The study's key findings include: 1. **Instantaneous Fibrillation:** Cholinium tosylate ([Cho][Tos]) induced instantaneous (within seconds) fibrillation of the EWP at room temperature, unlike other tested ILs. The absence of a lag phase in the ThT fluorescence kinetics supports the formation of misfolded oligomers as seeds, leading to rapid fibril formation. 2. **Structural Characterization:** Microscopy revealed the formation of highly branched fibril networks, with AFM showing entangled fibrils and oligomers. TEM showed thick bundles of fibrils. 3. **Secondary Structural Changes:** CD and FTIR spectroscopy confirmed the transition from an all-α secondary structure to an antiparallel β-sheet or cross-β structure upon fibrillation. This transition occurred rapidly (within 20 min). 4. **Protein Involvement:** SDS-PAGE and UV-vis spectroscopy indicated the involvement of abundant egg white proteins (ovomucin, ovotransferrin, ovalbumin, avidin, flavoprotein) in fibrillation. 5. **Molecular Docking:** Molecular docking studies showed that hydrogen bonding, hydrophobic interactions, and π-stacking interactions between [Cho][Tos] and the amino acids of the proteins are the driving forces behind fibrillation. The [Tos]⁻ anion, with its aromatic ring, played a significant role in promoting these interactions. 6. **Role of Molecular Crowding:** Studies with individual proteins (ovalbumin and lysozyme) and their mixtures demonstrated the importance of molecular crowding in accelerating fibrillation. Cross-seeding of misfolded proteins likely contributes to the rapid fibrillation in the EWP. 7. **Enhanced Properties:** The obtained fibrils exhibited high thermal stability (glass transition temperature around 95 °C) and significantly enhanced mechanical stiffness (E' ≈ 42 GPa), exceeding values reported for fibrils from single proteins. 8. **Cytocompatibility:** Live/Dead assays, metabolic activity, and morphological analysis showed excellent cytocompatibility of the fibrils with L929 cells, even at concentrations up to 25%. 9. **Enzyme Immobilization:** The fibrils successfully immobilized cytochrome c (Cyt c), leading to a 2.5-fold increase in its activity compared to Cyt c in solution, demonstrating their potential as enzyme supports.

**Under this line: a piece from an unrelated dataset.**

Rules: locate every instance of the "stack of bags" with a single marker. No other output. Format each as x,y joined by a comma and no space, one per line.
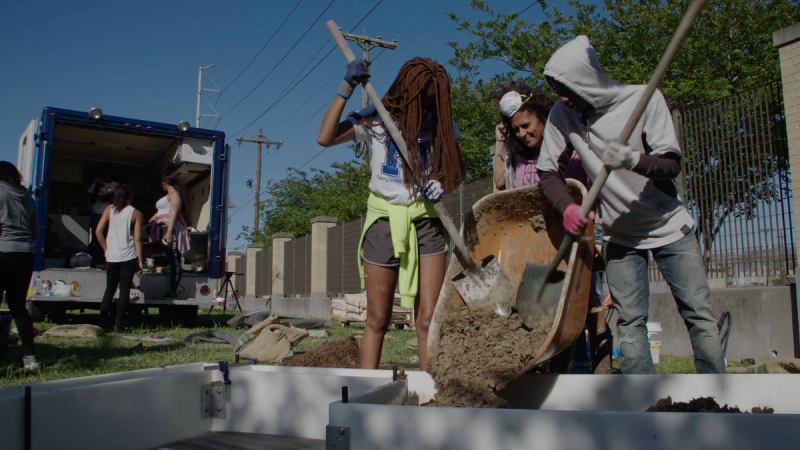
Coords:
351,308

This study successfully demonstrates a novel and highly efficient method for producing protein fibrils. The use of the ionic liquid [Cho][Tos] and the inherent molecular crowding of egg white overcomes the limitations of existing methods, resulting in instantaneous fibrillation at room temperature. The findings highlight the synergistic effect of the IL and molecular crowding, where the [Tos]⁻ anion facilitates crucial interactions (H-bonding, hydrophobicity, π-stacking) while crowding enhances the efficiency of fibril formation, likely through cross-seeding. The resulting fibrils' enhanced mechanical properties and cytocompatibility, combined with their ability to enhance enzyme activity, suggest their potential for diverse biotechnological applications. The low cost and scalability of this approach open doors for large-scale production of functional biomaterials.

This research presents a highly efficient and cost-effective method for producing protein fibrils using egg white as a starting material and cholinium tosylate as a fibrillation agent. The process results in fibrils with superior mechanical properties and cytocompatibility, showing great potential as enzyme supports and other applications. Future research could focus on optimizing the process for even larger-scale production and exploring a wider range of applications in biomedicine and nanotechnology.

The study's limitations include the focus on a single type of egg white and a limited exploration of other ILs. While the cytocompatibility is demonstrated, more extensive in vivo studies are needed. The mechanistic understanding of cross-seeding in the complex EWP mixture could be further refined through more sophisticated analysis.